The native residents of what is now St. Mary’s City were the Yaocomaco, an independent Piscataway Indian clan of the Seccowocomaco tribe- a tribe that lived near present day Choptico. The Yaocomaco were of Algonquian lingual and Eastern Woodland cultural origin. They were probably living near the St. Mary’s River to take advantage of the natural resources of the region as well as potential trade with other natives and Europeans such as Henry Fleete who traded for beaver furs on the Potomac and its tributaries. Residing on either side of the river, the Yoacomaco tribe who lived in St. Mary’s City previous to its settlement were a hunting and gathering tribe, dependent on the seasonal local agriculture for survival.

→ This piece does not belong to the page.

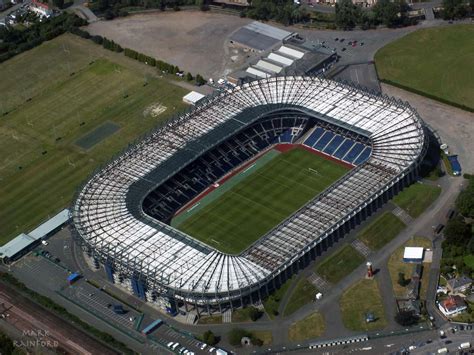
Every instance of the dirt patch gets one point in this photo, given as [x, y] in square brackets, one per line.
[455, 126]
[195, 41]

“The Piscataway and Patuxent peoples…lived in towns, although subsistence requirements necessitated seasonal movement to interior hunting camps and regular coming and going from the towns” (Clark 119). A large component of the Yaocomaco diet, hunting was the chief occupation of men in the tribe. The most commonly hunted animals included deer, reptiles, shellfish, and most importantly fish such as sturgeon and striped bass.
Seasonal harvests of corn, beans and squash made up the majority of the Yaocomaco diet along with native seeds, fruits, and roots harvested nearby by the women of the tribe. A staple of the Yaocomaco way of life, corn was of the utmost importance to the tribe so much so that the destruction of a corn crop could be punishable by death.
The appearance of the Yaocomaco was described in detail by the colonists who observed and lived among them. Taller and displaying better health than the average European, the Yaocomaco were reportedly “tawny”-skinned with black hair which was often worn in two long locks on either side of the head.
Colonist John Lawson describes a tradition of body pigmentation among the Yaocomaco, explaining they would “dawb themselves with Bears Oil, and a Colour like burnt Cork. This is begun in their Infancy, and continued for a long time, which fills the Pores, and enables them better to endure the Extremity of the Weather” (Rountree 54).
Red and blue pigments would likewise be used on the face “mixed with oil, to keep off the mosquitoes,” according to Father Andrew white, a missionary colonists. And women would often have tattoos on the face, breasts, arms, and legs.
Making use of the abundant resources available, the Yaocomaco often wore animal (specifically deer) hides as loincloths and aprons  in warm weather and as mantles and leggings with linen trade shirts in colder months as well as moccasins and fur. Both men and women wore jewelry made from shell, bone, copper, stone, clay, and pearl beads as well as small animal parts for decoration.